But her research suggests it doesn’t work.
“To my knowledge, there has been no successful information on a victim’s remains from any of the no-body laws in Australia. No remains have been discovered to date,” Ruyters said.
Rather than bringing closure to families, Ruyters said, such laws in practice risk extending their trauma by “holding out the carrot” for murderers right up until their parole, potentially encouraging them to provide false information that sends investigators on futile expeditions .
Besides potentially wasting police resources and prolonging trauma for families, Ruyters said the law removes offenders’ ability to reenter society, which is “the whole purpose of parole.”
In the case of a wrongful conviction, Ruyters said, “they cannot possibly give the authorities any information”. She believes Keli Lane, who would remain in prison for another four years and seven months if she is denied parole in 2024, is among that cohort.
“There’s no evidence of a death, let alone evidence of a body. So it’s impossible for people like Keli [to reveal the location of remains] and certainly Lindy Chamberlain before her,” she said.
Besides Lane, there are a handful of other convicted murderers in NSW who may find any bid for parole complicated by the introduction of Lyn’s law.

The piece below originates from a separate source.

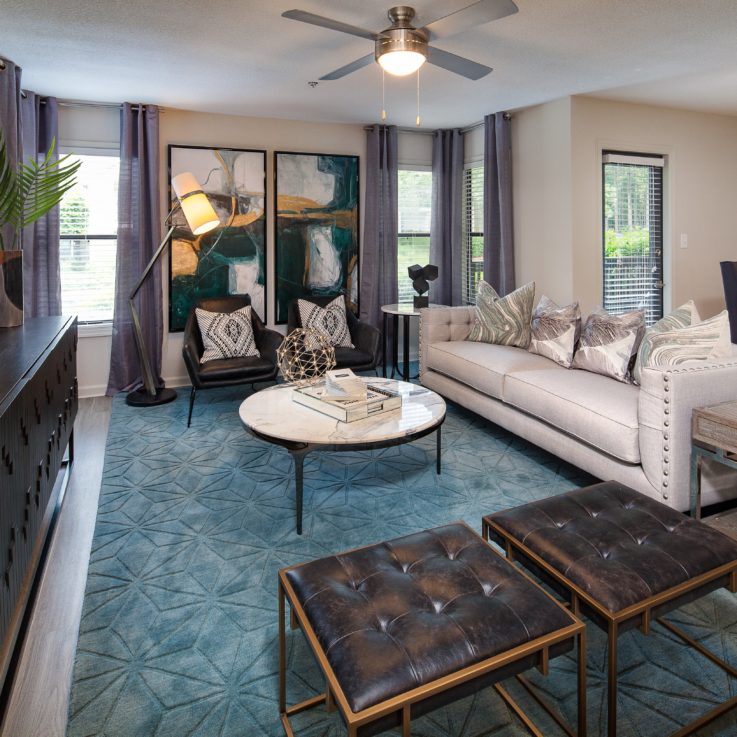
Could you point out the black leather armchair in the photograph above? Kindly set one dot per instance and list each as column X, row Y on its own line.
column 366, row 338
column 228, row 371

James Hachem, 36, has yet to be sentenced for the 2019 murder of Samah Baker, for which he was convicted in July. Police believed she may have been in bushland near Goulburn, but a body was never found.
Robert John Adams will be eligible for parole in 2031 after he was convicted in 2017 of the murder of nurse Mary Wallace in 1983. Wallace’s body was never found despite extensive searches and Judge Richard Button said it was a “sad” abandoned” hope that Adams would ever reveal her whereabouts.

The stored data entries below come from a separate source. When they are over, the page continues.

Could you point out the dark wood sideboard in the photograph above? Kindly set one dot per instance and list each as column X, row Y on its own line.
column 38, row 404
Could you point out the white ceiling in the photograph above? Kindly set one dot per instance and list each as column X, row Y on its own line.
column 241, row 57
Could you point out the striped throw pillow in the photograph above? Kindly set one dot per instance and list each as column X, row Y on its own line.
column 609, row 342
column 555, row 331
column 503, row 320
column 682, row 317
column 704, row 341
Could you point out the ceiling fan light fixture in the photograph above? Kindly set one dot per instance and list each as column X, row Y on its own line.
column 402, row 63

Dubbo man Raymond Roff was sentenced to a minimum of 24 years for murdering his love rival Alois Rez in 2013 and disposing of his body in an undisclosed location. Without parole, he will remain behind bars until 2045, when he will be 85 years old.
Professor Julia Quilter from the University of Wollongong’s School of Law said it was not clear what an accused person had to gain by cooperating, particularly if they had long maintained their innocence.
While she could see it being a way for the government to demonstrate “good intentions around trying to help victims,” Quilter questioned its utility beyond being seen to do something.
“It’s a very useful populist line, ‘no body, no parole,’ but how much of a positive effect it will have on families remains to be seen,” she said.
Ruyters said it was “hard not to conclude” that the legislation is more about politics “when you look at how quickly they jumped after the Dawson decision”.
Dawson will return to court for a sentencing hearing on November 11. By then, the new parole law in his victim’s name could have already been passed.
NSW Corrections Minister Geoff Lee will give the bill its second reading to state parliament on Wednesday, and with Labor backing the move in principle, the government expects it to pass as early as October.
On Tuesday, Labour’s correctional services spokeswoman Tara Moriarty said the change was “long overdue” and needed bipartisan support.
“Ore and their loved ones deserve all the support they need to lay their loved ones to rest,” Moriarty said.